Only time will tell, depends hugely on how the UK decides to differ in it's regulations.

2 comments

I’ve never been able to get a straight answer to the obvious question - which rules?

I always wanted a good solid answer to that so i could ask what stopped us changing them from within the EU but i never got past the first hurdle.

Usually means labels, safety, privacy, worker rights, quotas, etc. The EU has a vast amount of regulations that protect consummers but make business harder/more expensive. The UK should retain most of those independently, will probably fudge some of them.
Vat directive, bio fuels directive and directives concerning tendering.
>> VAT Directive

The EU rule is minimum 15%, the UK choses 20% of its own accord.

But that's not the interesting bit, the interesting bit is the follow-up question: "what stops the UK changing this from within the EU?"

The answer for this one is nothing - in fact, EU states have already agreed that all states will have full VAT setting powers from 2022.

>> biofuels directive

You'd need to give more context here - Boris Johnson has committed £12 billion partly in support of going beyond the requirements of this directive as part of the so called "new green revolution".

What exactly is the conflict with the biofuels directive? If anything it's weaker than the current UK Gov's expressed desires in this space?

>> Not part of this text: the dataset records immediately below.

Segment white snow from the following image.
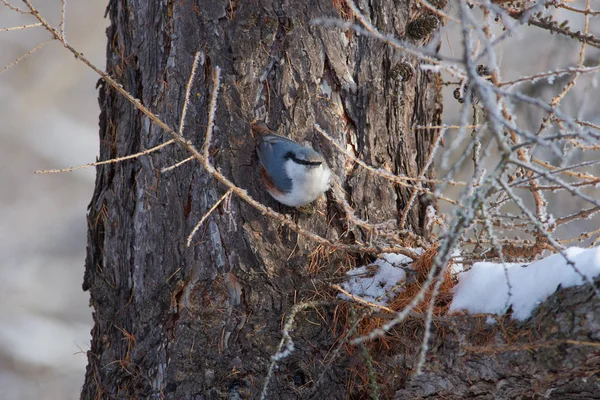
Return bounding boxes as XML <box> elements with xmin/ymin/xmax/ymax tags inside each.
<box><xmin>338</xmin><ymin>253</ymin><xmax>421</xmax><ymax>306</ymax></box>
<box><xmin>450</xmin><ymin>247</ymin><xmax>600</xmax><ymax>320</ymax></box>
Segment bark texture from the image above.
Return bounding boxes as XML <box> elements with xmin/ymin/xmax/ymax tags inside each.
<box><xmin>81</xmin><ymin>0</ymin><xmax>441</xmax><ymax>399</ymax></box>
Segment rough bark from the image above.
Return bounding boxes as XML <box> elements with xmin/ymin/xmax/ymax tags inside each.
<box><xmin>81</xmin><ymin>0</ymin><xmax>441</xmax><ymax>399</ymax></box>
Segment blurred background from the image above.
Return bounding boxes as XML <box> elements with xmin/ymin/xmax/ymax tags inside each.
<box><xmin>0</xmin><ymin>0</ymin><xmax>108</xmax><ymax>400</ymax></box>
<box><xmin>0</xmin><ymin>0</ymin><xmax>600</xmax><ymax>400</ymax></box>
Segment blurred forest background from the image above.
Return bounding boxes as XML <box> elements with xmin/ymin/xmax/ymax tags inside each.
<box><xmin>0</xmin><ymin>0</ymin><xmax>600</xmax><ymax>400</ymax></box>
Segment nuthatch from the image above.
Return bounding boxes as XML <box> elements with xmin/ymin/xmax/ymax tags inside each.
<box><xmin>252</xmin><ymin>122</ymin><xmax>331</xmax><ymax>207</ymax></box>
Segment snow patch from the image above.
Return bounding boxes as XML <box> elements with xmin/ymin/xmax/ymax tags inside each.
<box><xmin>450</xmin><ymin>247</ymin><xmax>600</xmax><ymax>320</ymax></box>
<box><xmin>338</xmin><ymin>253</ymin><xmax>422</xmax><ymax>306</ymax></box>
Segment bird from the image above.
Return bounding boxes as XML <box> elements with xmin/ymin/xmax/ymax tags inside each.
<box><xmin>252</xmin><ymin>122</ymin><xmax>331</xmax><ymax>207</ymax></box>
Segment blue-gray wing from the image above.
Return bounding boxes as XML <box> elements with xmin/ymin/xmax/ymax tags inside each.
<box><xmin>256</xmin><ymin>134</ymin><xmax>302</xmax><ymax>192</ymax></box>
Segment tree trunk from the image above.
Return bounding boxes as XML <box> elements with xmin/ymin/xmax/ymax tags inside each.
<box><xmin>82</xmin><ymin>0</ymin><xmax>441</xmax><ymax>399</ymax></box>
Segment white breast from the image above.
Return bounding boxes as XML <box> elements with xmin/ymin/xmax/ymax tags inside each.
<box><xmin>271</xmin><ymin>160</ymin><xmax>331</xmax><ymax>207</ymax></box>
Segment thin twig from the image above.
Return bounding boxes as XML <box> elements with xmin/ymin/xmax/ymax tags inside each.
<box><xmin>187</xmin><ymin>189</ymin><xmax>233</xmax><ymax>247</ymax></box>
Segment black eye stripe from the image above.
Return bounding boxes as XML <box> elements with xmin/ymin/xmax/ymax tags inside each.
<box><xmin>283</xmin><ymin>151</ymin><xmax>322</xmax><ymax>167</ymax></box>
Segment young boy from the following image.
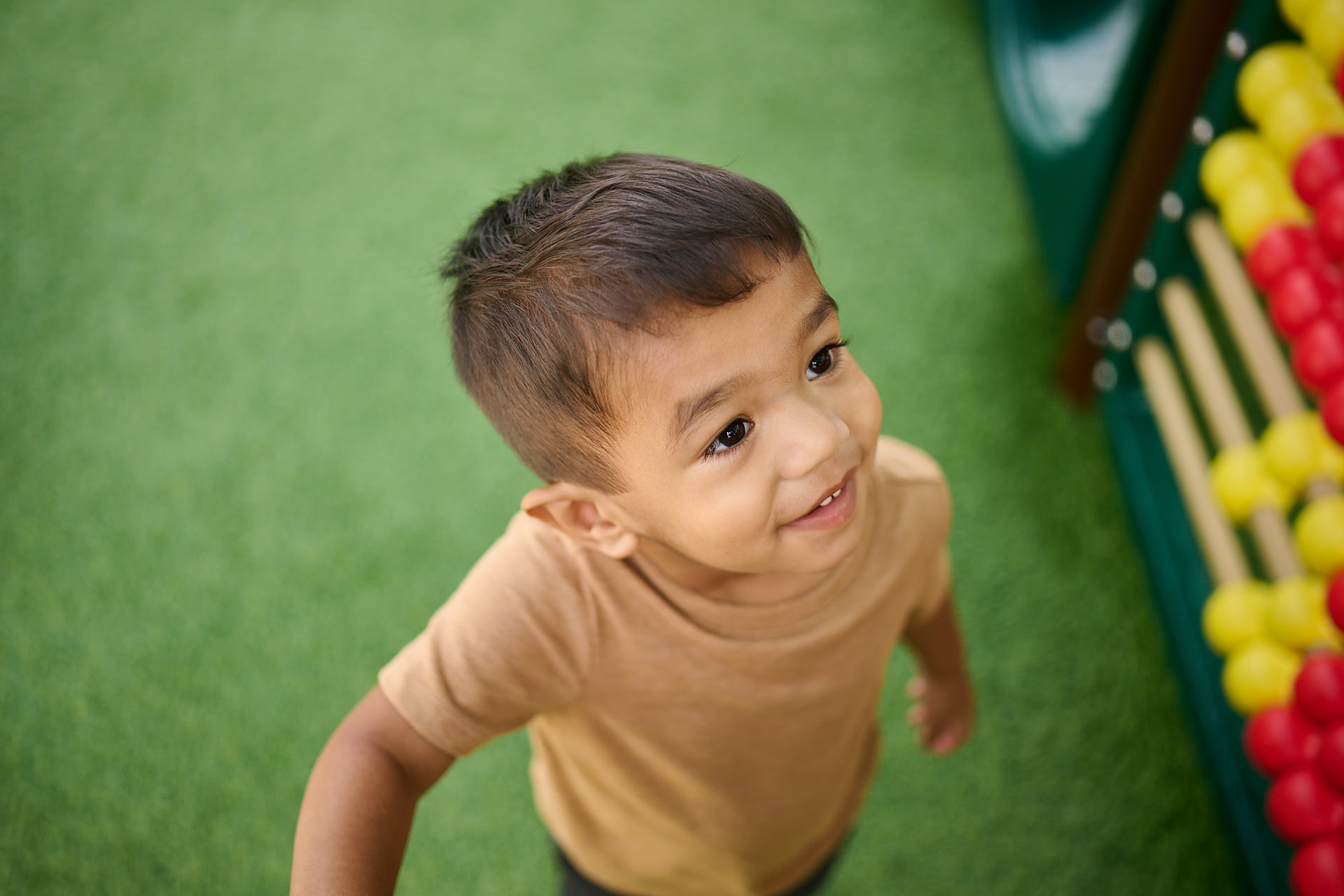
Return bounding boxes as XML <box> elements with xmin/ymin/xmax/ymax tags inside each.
<box><xmin>292</xmin><ymin>155</ymin><xmax>973</xmax><ymax>896</ymax></box>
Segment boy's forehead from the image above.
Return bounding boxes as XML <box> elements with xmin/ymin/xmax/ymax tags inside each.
<box><xmin>613</xmin><ymin>253</ymin><xmax>836</xmax><ymax>434</ymax></box>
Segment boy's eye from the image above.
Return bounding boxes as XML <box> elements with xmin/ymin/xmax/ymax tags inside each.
<box><xmin>704</xmin><ymin>416</ymin><xmax>751</xmax><ymax>456</ymax></box>
<box><xmin>804</xmin><ymin>345</ymin><xmax>840</xmax><ymax>380</ymax></box>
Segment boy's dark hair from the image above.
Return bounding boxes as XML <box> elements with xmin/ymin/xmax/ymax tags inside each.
<box><xmin>442</xmin><ymin>155</ymin><xmax>806</xmax><ymax>493</ymax></box>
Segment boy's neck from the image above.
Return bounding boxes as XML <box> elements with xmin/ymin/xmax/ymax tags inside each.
<box><xmin>640</xmin><ymin>538</ymin><xmax>828</xmax><ymax>603</ymax></box>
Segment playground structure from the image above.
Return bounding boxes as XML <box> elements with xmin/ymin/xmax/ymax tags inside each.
<box><xmin>989</xmin><ymin>0</ymin><xmax>1344</xmax><ymax>896</ymax></box>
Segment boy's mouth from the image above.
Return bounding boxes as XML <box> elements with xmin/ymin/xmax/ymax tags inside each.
<box><xmin>785</xmin><ymin>470</ymin><xmax>855</xmax><ymax>529</ymax></box>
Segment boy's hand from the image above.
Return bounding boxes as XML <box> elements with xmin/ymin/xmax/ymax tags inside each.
<box><xmin>906</xmin><ymin>672</ymin><xmax>976</xmax><ymax>756</ymax></box>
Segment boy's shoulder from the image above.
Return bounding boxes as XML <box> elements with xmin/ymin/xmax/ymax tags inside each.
<box><xmin>874</xmin><ymin>435</ymin><xmax>946</xmax><ymax>484</ymax></box>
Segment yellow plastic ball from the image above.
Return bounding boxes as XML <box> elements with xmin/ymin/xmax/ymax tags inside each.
<box><xmin>1261</xmin><ymin>411</ymin><xmax>1326</xmax><ymax>496</ymax></box>
<box><xmin>1265</xmin><ymin>576</ymin><xmax>1335</xmax><ymax>650</ymax></box>
<box><xmin>1236</xmin><ymin>41</ymin><xmax>1328</xmax><ymax>122</ymax></box>
<box><xmin>1199</xmin><ymin>579</ymin><xmax>1271</xmax><ymax>657</ymax></box>
<box><xmin>1302</xmin><ymin>0</ymin><xmax>1344</xmax><ymax>71</ymax></box>
<box><xmin>1259</xmin><ymin>83</ymin><xmax>1344</xmax><ymax>164</ymax></box>
<box><xmin>1312</xmin><ymin>414</ymin><xmax>1344</xmax><ymax>482</ymax></box>
<box><xmin>1278</xmin><ymin>0</ymin><xmax>1321</xmax><ymax>34</ymax></box>
<box><xmin>1199</xmin><ymin>127</ymin><xmax>1286</xmax><ymax>206</ymax></box>
<box><xmin>1208</xmin><ymin>442</ymin><xmax>1289</xmax><ymax>524</ymax></box>
<box><xmin>1219</xmin><ymin>172</ymin><xmax>1310</xmax><ymax>251</ymax></box>
<box><xmin>1223</xmin><ymin>638</ymin><xmax>1302</xmax><ymax>716</ymax></box>
<box><xmin>1293</xmin><ymin>494</ymin><xmax>1344</xmax><ymax>578</ymax></box>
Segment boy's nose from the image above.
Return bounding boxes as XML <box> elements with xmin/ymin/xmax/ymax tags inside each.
<box><xmin>780</xmin><ymin>400</ymin><xmax>849</xmax><ymax>479</ymax></box>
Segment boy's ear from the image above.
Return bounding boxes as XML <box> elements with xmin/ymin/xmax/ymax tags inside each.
<box><xmin>523</xmin><ymin>482</ymin><xmax>640</xmax><ymax>560</ymax></box>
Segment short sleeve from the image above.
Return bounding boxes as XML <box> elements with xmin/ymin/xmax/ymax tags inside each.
<box><xmin>378</xmin><ymin>513</ymin><xmax>590</xmax><ymax>757</ymax></box>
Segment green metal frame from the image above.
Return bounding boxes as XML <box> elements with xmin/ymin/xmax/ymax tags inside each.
<box><xmin>981</xmin><ymin>0</ymin><xmax>1175</xmax><ymax>302</ymax></box>
<box><xmin>1100</xmin><ymin>0</ymin><xmax>1306</xmax><ymax>896</ymax></box>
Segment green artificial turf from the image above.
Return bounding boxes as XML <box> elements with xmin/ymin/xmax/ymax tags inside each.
<box><xmin>0</xmin><ymin>0</ymin><xmax>1236</xmax><ymax>896</ymax></box>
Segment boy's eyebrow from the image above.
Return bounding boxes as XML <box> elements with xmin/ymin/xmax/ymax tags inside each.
<box><xmin>668</xmin><ymin>293</ymin><xmax>839</xmax><ymax>444</ymax></box>
<box><xmin>796</xmin><ymin>291</ymin><xmax>840</xmax><ymax>348</ymax></box>
<box><xmin>668</xmin><ymin>373</ymin><xmax>750</xmax><ymax>444</ymax></box>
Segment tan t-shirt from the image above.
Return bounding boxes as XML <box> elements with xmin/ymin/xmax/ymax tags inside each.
<box><xmin>379</xmin><ymin>437</ymin><xmax>950</xmax><ymax>896</ymax></box>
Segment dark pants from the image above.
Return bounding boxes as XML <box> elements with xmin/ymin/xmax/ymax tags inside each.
<box><xmin>555</xmin><ymin>846</ymin><xmax>840</xmax><ymax>896</ymax></box>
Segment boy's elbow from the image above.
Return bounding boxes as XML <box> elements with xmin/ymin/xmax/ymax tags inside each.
<box><xmin>336</xmin><ymin>685</ymin><xmax>453</xmax><ymax>798</ymax></box>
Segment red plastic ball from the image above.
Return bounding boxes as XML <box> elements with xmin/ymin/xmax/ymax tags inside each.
<box><xmin>1293</xmin><ymin>316</ymin><xmax>1344</xmax><ymax>392</ymax></box>
<box><xmin>1325</xmin><ymin>573</ymin><xmax>1344</xmax><ymax>630</ymax></box>
<box><xmin>1242</xmin><ymin>706</ymin><xmax>1321</xmax><ymax>778</ymax></box>
<box><xmin>1316</xmin><ymin>183</ymin><xmax>1344</xmax><ymax>258</ymax></box>
<box><xmin>1287</xmin><ymin>836</ymin><xmax>1344</xmax><ymax>896</ymax></box>
<box><xmin>1268</xmin><ymin>265</ymin><xmax>1344</xmax><ymax>340</ymax></box>
<box><xmin>1265</xmin><ymin>764</ymin><xmax>1344</xmax><ymax>844</ymax></box>
<box><xmin>1246</xmin><ymin>224</ymin><xmax>1332</xmax><ymax>293</ymax></box>
<box><xmin>1316</xmin><ymin>722</ymin><xmax>1344</xmax><ymax>792</ymax></box>
<box><xmin>1293</xmin><ymin>134</ymin><xmax>1344</xmax><ymax>206</ymax></box>
<box><xmin>1293</xmin><ymin>653</ymin><xmax>1344</xmax><ymax>725</ymax></box>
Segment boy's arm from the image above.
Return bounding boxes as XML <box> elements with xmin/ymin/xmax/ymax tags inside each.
<box><xmin>289</xmin><ymin>687</ymin><xmax>453</xmax><ymax>896</ymax></box>
<box><xmin>904</xmin><ymin>592</ymin><xmax>976</xmax><ymax>756</ymax></box>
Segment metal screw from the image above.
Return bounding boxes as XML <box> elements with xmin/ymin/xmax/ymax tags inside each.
<box><xmin>1158</xmin><ymin>190</ymin><xmax>1185</xmax><ymax>222</ymax></box>
<box><xmin>1084</xmin><ymin>316</ymin><xmax>1110</xmax><ymax>345</ymax></box>
<box><xmin>1093</xmin><ymin>358</ymin><xmax>1119</xmax><ymax>392</ymax></box>
<box><xmin>1106</xmin><ymin>321</ymin><xmax>1134</xmax><ymax>352</ymax></box>
<box><xmin>1134</xmin><ymin>258</ymin><xmax>1157</xmax><ymax>289</ymax></box>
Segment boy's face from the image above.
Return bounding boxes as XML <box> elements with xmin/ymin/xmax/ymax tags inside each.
<box><xmin>609</xmin><ymin>253</ymin><xmax>882</xmax><ymax>573</ymax></box>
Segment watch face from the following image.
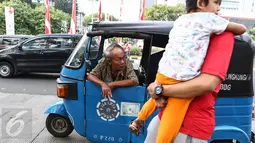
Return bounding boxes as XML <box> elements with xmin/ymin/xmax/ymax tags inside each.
<box><xmin>155</xmin><ymin>86</ymin><xmax>162</xmax><ymax>95</ymax></box>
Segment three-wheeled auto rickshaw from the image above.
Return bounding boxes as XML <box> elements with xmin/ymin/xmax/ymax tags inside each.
<box><xmin>45</xmin><ymin>21</ymin><xmax>254</xmax><ymax>143</ymax></box>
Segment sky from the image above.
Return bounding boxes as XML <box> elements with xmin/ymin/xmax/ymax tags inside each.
<box><xmin>78</xmin><ymin>0</ymin><xmax>140</xmax><ymax>21</ymax></box>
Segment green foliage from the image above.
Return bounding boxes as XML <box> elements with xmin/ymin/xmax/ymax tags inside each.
<box><xmin>130</xmin><ymin>47</ymin><xmax>142</xmax><ymax>56</ymax></box>
<box><xmin>0</xmin><ymin>0</ymin><xmax>71</xmax><ymax>35</ymax></box>
<box><xmin>83</xmin><ymin>13</ymin><xmax>119</xmax><ymax>25</ymax></box>
<box><xmin>53</xmin><ymin>0</ymin><xmax>71</xmax><ymax>14</ymax></box>
<box><xmin>248</xmin><ymin>27</ymin><xmax>255</xmax><ymax>40</ymax></box>
<box><xmin>145</xmin><ymin>4</ymin><xmax>186</xmax><ymax>21</ymax></box>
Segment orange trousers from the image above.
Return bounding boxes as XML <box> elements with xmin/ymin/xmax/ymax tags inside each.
<box><xmin>138</xmin><ymin>73</ymin><xmax>193</xmax><ymax>143</ymax></box>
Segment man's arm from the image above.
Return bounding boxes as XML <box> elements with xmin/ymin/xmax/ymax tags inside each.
<box><xmin>108</xmin><ymin>79</ymin><xmax>138</xmax><ymax>89</ymax></box>
<box><xmin>163</xmin><ymin>74</ymin><xmax>221</xmax><ymax>98</ymax></box>
<box><xmin>109</xmin><ymin>59</ymin><xmax>139</xmax><ymax>89</ymax></box>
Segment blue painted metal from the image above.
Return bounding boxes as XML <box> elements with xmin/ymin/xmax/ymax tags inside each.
<box><xmin>85</xmin><ymin>81</ymin><xmax>146</xmax><ymax>143</ymax></box>
<box><xmin>44</xmin><ymin>101</ymin><xmax>68</xmax><ymax>118</ymax></box>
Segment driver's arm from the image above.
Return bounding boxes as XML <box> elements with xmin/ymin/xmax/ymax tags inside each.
<box><xmin>87</xmin><ymin>59</ymin><xmax>106</xmax><ymax>86</ymax></box>
<box><xmin>163</xmin><ymin>32</ymin><xmax>234</xmax><ymax>98</ymax></box>
<box><xmin>109</xmin><ymin>59</ymin><xmax>139</xmax><ymax>88</ymax></box>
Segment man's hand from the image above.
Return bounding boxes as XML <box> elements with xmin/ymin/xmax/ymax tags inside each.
<box><xmin>155</xmin><ymin>97</ymin><xmax>167</xmax><ymax>108</ymax></box>
<box><xmin>101</xmin><ymin>83</ymin><xmax>112</xmax><ymax>99</ymax></box>
<box><xmin>147</xmin><ymin>80</ymin><xmax>159</xmax><ymax>99</ymax></box>
<box><xmin>108</xmin><ymin>82</ymin><xmax>115</xmax><ymax>91</ymax></box>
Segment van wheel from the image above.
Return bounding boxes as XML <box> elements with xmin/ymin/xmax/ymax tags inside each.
<box><xmin>0</xmin><ymin>62</ymin><xmax>14</xmax><ymax>77</ymax></box>
<box><xmin>46</xmin><ymin>114</ymin><xmax>73</xmax><ymax>137</ymax></box>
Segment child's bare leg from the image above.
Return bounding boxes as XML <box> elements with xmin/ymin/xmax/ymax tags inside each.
<box><xmin>129</xmin><ymin>98</ymin><xmax>157</xmax><ymax>135</ymax></box>
<box><xmin>156</xmin><ymin>97</ymin><xmax>167</xmax><ymax>108</ymax></box>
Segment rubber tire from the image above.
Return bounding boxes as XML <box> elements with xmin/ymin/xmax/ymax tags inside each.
<box><xmin>46</xmin><ymin>114</ymin><xmax>74</xmax><ymax>138</ymax></box>
<box><xmin>0</xmin><ymin>62</ymin><xmax>14</xmax><ymax>78</ymax></box>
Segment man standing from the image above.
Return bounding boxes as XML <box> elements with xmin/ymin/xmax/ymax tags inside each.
<box><xmin>145</xmin><ymin>32</ymin><xmax>234</xmax><ymax>143</ymax></box>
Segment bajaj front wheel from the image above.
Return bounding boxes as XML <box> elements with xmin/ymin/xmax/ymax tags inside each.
<box><xmin>46</xmin><ymin>114</ymin><xmax>73</xmax><ymax>137</ymax></box>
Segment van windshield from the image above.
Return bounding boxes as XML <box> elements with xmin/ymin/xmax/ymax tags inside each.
<box><xmin>65</xmin><ymin>34</ymin><xmax>89</xmax><ymax>68</ymax></box>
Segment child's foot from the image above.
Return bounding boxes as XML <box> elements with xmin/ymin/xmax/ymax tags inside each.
<box><xmin>128</xmin><ymin>119</ymin><xmax>144</xmax><ymax>136</ymax></box>
<box><xmin>156</xmin><ymin>97</ymin><xmax>167</xmax><ymax>108</ymax></box>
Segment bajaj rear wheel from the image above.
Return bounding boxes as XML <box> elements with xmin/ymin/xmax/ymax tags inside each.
<box><xmin>46</xmin><ymin>114</ymin><xmax>74</xmax><ymax>137</ymax></box>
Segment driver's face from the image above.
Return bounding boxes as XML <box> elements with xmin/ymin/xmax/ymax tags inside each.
<box><xmin>112</xmin><ymin>48</ymin><xmax>126</xmax><ymax>71</ymax></box>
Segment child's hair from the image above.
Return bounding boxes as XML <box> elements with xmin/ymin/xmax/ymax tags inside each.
<box><xmin>186</xmin><ymin>0</ymin><xmax>221</xmax><ymax>13</ymax></box>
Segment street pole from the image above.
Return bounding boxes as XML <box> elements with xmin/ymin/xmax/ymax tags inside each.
<box><xmin>91</xmin><ymin>0</ymin><xmax>94</xmax><ymax>23</ymax></box>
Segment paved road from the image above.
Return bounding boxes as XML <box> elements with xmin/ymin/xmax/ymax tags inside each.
<box><xmin>0</xmin><ymin>92</ymin><xmax>88</xmax><ymax>143</ymax></box>
<box><xmin>0</xmin><ymin>73</ymin><xmax>59</xmax><ymax>95</ymax></box>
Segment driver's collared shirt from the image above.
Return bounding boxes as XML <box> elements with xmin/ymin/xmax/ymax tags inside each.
<box><xmin>90</xmin><ymin>58</ymin><xmax>139</xmax><ymax>83</ymax></box>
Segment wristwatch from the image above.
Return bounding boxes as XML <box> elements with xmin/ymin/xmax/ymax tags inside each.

>> directives concerning tendering

Yep - this is a bona fide one.

Thank you for the information on the VAT directive changing in 2022. Is that the definitive VAT system? I've not really been following EU legislation for the last few years.

The thing that concerns me with the biofuels directive is it's requirement for 5% of petrol to be made up of biofuel. As the cheapest source of this is palm oil, we then end up contributing to the destruction of habitats in Indonesia in order to grow palm oil to burn in our cars. The EU does recognise this and I'm sure I read that come 2030, that will be disallowed, but then they will likely need to use Soy or some other oil that will cause even more destruction.

I don't have any sources for this to hand and I may well have some of this information incorrect. It's been about five years since I researched much of this.

Brits will soom be able to eat imported chlorinated chicken!
The only reason to do that is price, which importing (from the USA, presumably) would surely negate. When chlorinated chicken has been brought up as a debate point it's as an example of a standard that might slip, that cheaper UK chicken might be chlorinated for a UK market.

I doubt it would be popular, personally.